Приняв из его рук небольшую коробку, хозяин дома вновь повернулся к нам:
— Позвольте вручить еще одну вещь вашей дочери. Я сегодня имел неосторожность причинить огорчение Марионе, надеюсь, вот этим искуплю свою вину.
— Что вы! — запротестовала мама. — Право же, подарков более чем достаточно.
— Это всего лишь цветок, оснэ Лориона, но преподнесенный от всего сердца. Не хочу, чтобы очаровательная Мариона хранила в душе хоть какие-то неприятные воспоминания об этом вечере.
Повинуясь кивку матери, я взяла блестящую, благоухающую тонким ароматом коробку, в таких обычно доставляли букеты из дорогих цветочных лавок, и присела в поклоне. Наверняка иллюзорный цветок решили заменить чем-то роскошным и редким. Как мило.
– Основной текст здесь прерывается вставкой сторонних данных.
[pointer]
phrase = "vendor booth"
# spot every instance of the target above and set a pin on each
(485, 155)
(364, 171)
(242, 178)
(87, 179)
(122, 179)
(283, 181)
— Я безмерно очарован этим знакомством, — обращаясь к отцу, сказал Орсель, — полагаю, дружба вашей дочери и моего сына в дальнейшем поможет укрепить связи между нашими семьями и еще не раз нам выпадет удовольствие общаться в более уютной обстановке.
— Я тоже надеюсь, — с многообещающей улыбкой отвечал отец, а после мы сердечно распрощались с гостеприимным хозяином и прошли к своему экипажу.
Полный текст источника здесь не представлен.